"Kita kadang berfikir memberi rangsangan fungisida Folicur, Score dan Filia bisa mempercepat panen," katanya, Sabtu (11/7/2020).
Padahal, kondisi demikian tidak baik. Saat  gabah dijual ke pabrik penggilingan atau agen, akan tampak begitu berisi.
Namun, ketika tiba di pabrik penggilingan setelah dijemur, gabah tersebut menyusut karna besarnya bulir pada karna rangsangan air semata.
Akhirnya, agen atau pemilik penggilingan merugi.
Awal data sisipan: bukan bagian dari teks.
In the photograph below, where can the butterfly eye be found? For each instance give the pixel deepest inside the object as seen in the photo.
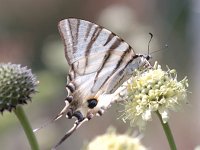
(78, 115)
(92, 103)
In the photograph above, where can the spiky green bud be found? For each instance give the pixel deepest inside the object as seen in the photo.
(16, 86)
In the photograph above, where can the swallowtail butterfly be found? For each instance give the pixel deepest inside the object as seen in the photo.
(99, 63)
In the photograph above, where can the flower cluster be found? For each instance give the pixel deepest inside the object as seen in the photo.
(16, 86)
(154, 90)
(113, 141)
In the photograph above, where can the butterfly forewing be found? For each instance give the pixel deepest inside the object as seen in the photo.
(94, 53)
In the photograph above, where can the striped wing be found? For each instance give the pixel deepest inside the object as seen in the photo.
(96, 56)
(99, 62)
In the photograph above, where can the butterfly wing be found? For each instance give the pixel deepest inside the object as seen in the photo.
(94, 54)
(99, 63)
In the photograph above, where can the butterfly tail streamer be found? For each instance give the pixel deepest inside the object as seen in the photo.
(77, 124)
(54, 119)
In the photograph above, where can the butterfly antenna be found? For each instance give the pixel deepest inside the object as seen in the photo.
(163, 48)
(77, 124)
(54, 119)
(151, 36)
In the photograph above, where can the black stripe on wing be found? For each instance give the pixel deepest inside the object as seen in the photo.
(94, 36)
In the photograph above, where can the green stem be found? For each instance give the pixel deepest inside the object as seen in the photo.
(168, 133)
(19, 112)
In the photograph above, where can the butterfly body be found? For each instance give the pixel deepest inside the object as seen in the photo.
(99, 63)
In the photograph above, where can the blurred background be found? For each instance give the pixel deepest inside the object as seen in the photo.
(29, 36)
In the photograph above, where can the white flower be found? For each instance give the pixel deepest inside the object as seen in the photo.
(151, 91)
(113, 141)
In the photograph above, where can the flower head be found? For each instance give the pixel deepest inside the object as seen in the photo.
(151, 91)
(113, 141)
(16, 86)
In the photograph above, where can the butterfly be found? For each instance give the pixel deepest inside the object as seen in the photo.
(99, 63)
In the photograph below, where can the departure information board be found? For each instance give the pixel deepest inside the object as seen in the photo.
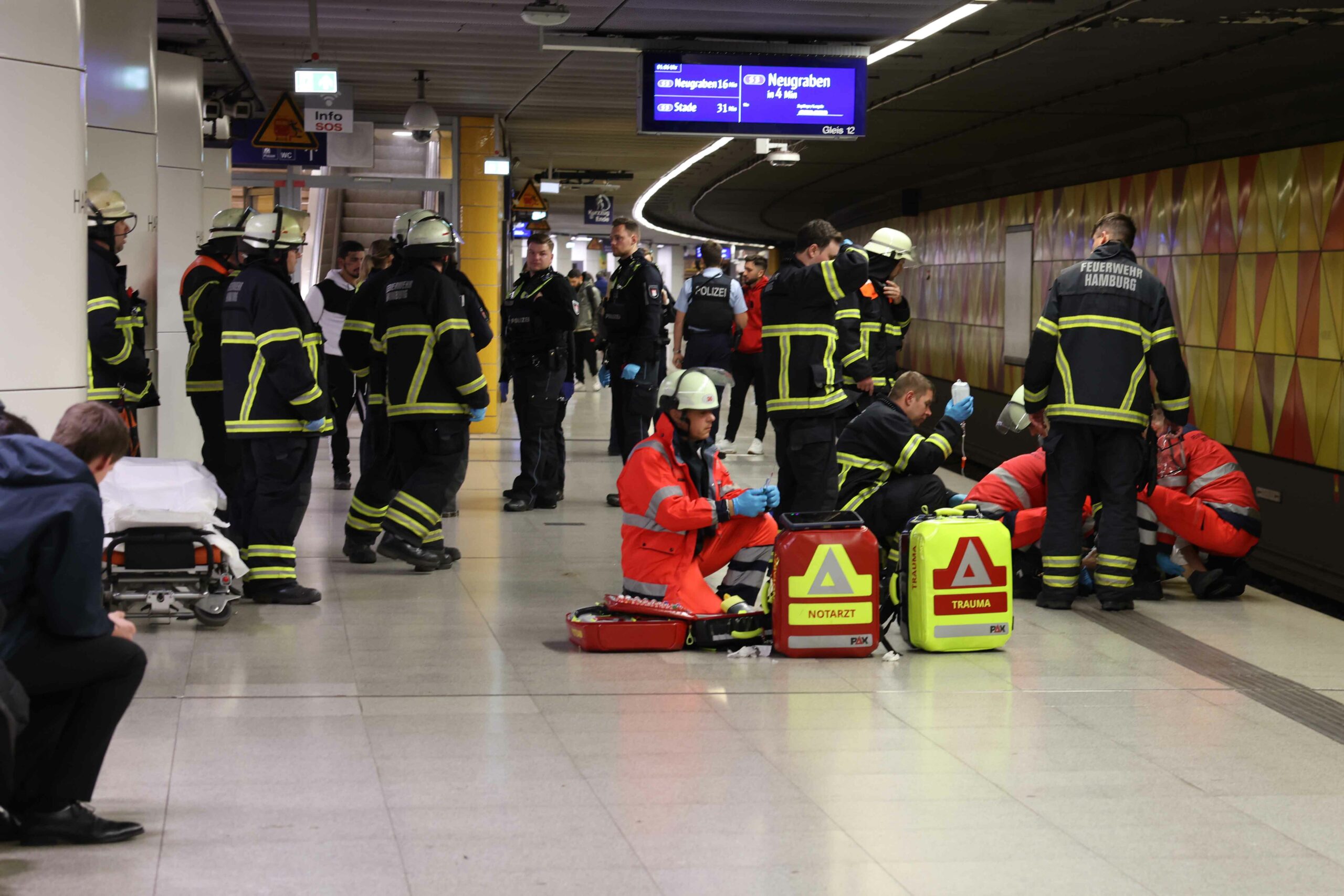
(731, 96)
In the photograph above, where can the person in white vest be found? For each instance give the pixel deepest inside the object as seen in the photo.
(328, 301)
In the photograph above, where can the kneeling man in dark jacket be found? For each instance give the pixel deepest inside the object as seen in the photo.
(76, 660)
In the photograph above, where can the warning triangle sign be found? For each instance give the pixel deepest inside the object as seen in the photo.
(971, 567)
(530, 199)
(284, 128)
(831, 574)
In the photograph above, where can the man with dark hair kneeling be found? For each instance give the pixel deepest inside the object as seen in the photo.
(886, 467)
(76, 660)
(683, 519)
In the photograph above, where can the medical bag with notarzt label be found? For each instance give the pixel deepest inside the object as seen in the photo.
(954, 589)
(826, 586)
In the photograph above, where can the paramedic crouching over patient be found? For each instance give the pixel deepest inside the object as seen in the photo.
(77, 661)
(683, 519)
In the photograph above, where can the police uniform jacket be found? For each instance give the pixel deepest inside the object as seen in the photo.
(430, 356)
(881, 444)
(1107, 323)
(632, 313)
(114, 356)
(275, 375)
(538, 318)
(202, 293)
(799, 330)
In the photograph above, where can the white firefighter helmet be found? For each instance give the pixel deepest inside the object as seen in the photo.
(893, 244)
(691, 390)
(429, 238)
(1014, 418)
(107, 206)
(407, 219)
(279, 230)
(229, 222)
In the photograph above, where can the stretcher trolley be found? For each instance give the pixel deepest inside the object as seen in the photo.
(164, 556)
(169, 573)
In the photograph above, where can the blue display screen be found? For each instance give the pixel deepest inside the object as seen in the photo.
(726, 94)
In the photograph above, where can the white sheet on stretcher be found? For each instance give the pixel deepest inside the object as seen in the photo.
(145, 491)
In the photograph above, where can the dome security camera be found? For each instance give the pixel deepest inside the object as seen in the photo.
(546, 15)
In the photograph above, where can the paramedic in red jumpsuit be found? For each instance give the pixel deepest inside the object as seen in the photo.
(682, 516)
(1203, 504)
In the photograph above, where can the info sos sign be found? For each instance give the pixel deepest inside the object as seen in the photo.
(328, 121)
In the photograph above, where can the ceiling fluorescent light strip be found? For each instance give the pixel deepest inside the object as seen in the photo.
(673, 175)
(932, 29)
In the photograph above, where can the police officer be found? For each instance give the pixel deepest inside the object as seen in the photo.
(119, 370)
(275, 404)
(378, 475)
(707, 309)
(1105, 325)
(632, 323)
(435, 390)
(538, 325)
(202, 293)
(803, 385)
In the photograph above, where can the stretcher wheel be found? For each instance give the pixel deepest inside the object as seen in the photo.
(213, 620)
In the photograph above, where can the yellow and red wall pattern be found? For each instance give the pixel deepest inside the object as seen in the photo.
(1251, 249)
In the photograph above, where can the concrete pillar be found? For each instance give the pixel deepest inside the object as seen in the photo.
(219, 176)
(181, 208)
(123, 144)
(42, 366)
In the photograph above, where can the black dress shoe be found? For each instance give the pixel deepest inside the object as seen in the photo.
(359, 553)
(400, 550)
(289, 594)
(76, 824)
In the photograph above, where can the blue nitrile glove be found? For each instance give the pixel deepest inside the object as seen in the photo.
(750, 503)
(1168, 566)
(961, 410)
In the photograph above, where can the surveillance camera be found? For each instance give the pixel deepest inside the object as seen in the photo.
(546, 15)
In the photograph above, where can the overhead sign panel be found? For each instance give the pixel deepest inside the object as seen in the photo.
(761, 96)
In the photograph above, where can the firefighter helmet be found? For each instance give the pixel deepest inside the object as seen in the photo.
(893, 244)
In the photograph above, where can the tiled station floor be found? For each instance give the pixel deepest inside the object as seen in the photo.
(436, 734)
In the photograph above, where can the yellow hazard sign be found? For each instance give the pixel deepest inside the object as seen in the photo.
(530, 199)
(284, 128)
(831, 574)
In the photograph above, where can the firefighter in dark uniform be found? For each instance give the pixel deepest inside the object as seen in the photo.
(378, 475)
(707, 309)
(202, 293)
(632, 323)
(119, 370)
(538, 323)
(275, 404)
(435, 390)
(1105, 325)
(886, 313)
(803, 385)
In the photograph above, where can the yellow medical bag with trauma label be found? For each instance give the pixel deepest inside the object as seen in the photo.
(954, 586)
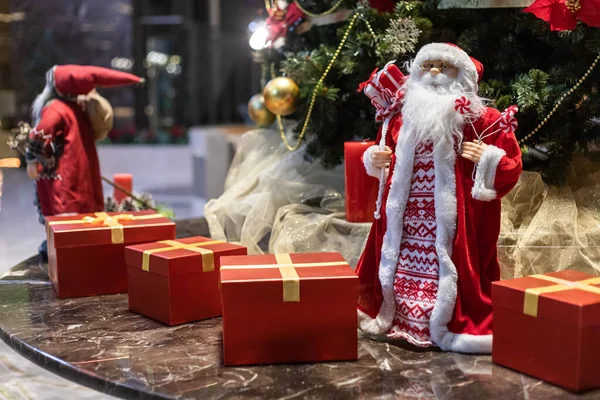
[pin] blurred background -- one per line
(199, 76)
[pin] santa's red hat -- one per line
(81, 79)
(469, 67)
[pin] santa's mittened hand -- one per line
(473, 151)
(382, 159)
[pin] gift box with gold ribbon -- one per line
(86, 252)
(177, 281)
(288, 308)
(548, 326)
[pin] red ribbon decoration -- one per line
(508, 122)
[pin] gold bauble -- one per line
(281, 96)
(258, 112)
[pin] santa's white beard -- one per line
(39, 103)
(429, 108)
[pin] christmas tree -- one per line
(329, 47)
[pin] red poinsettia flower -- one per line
(563, 14)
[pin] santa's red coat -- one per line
(468, 224)
(75, 185)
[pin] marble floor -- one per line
(20, 235)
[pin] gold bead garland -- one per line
(315, 90)
(573, 5)
(562, 99)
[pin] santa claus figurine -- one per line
(427, 270)
(61, 153)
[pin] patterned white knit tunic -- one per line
(417, 275)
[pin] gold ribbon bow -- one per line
(530, 303)
(208, 257)
(287, 269)
(117, 233)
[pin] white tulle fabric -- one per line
(277, 202)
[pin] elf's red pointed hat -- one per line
(82, 79)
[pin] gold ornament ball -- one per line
(258, 112)
(281, 96)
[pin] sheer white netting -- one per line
(275, 201)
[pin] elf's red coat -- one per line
(468, 225)
(75, 185)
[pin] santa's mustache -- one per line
(439, 80)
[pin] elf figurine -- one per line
(61, 152)
(446, 160)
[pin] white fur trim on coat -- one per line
(368, 162)
(452, 55)
(446, 215)
(483, 188)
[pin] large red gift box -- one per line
(177, 281)
(86, 252)
(548, 326)
(288, 308)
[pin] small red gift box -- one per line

Diperparah dengan kualitas beras yang kurang baik dan berbahaya dikonsumsi karna mengandung banyak zat kimia.
"Kami imbau rekan petani agar tidak gunakan pestisida berlebih. Ini demi kebaikan semua pihak," imbuh dia.
Tambah Ibrahim, harga gabah di Aceh saat ini Rp 5.200 perkilogram. Jauh berbeda dengan harga di pulau Jawa yang hanya Rp 4.000 perkiloganya.
"Karna harga sudah lebih tinggi di Aceh dari pada pulau Jawa. Petani tidak perlu memberi rangsangan agar mempercepat panen. Biarkan panen alami sehingga kualitas beras terjamin," pungkasnya.
Sementara, dinukil dari AgroIndonesia, Kepala Sub Bidang Pengawasan Pupuk dan Pestisida Direktorat Jenderal Prasarana dan Pertanian Kementerian Pertanian, Endah Susilawati mengatakan, penggunaan pestisida sudah diambang batas berbahaya.
"Akibatnya menjadi resistensi terhadap beberapa hama tanaman dan merusak tanah pertanian," sebutnya.
Menurut dia, penggunaaan pestisida harus dipantau agar tidak berlebihan sehingga berdampak pada kesehatan dan lainnya.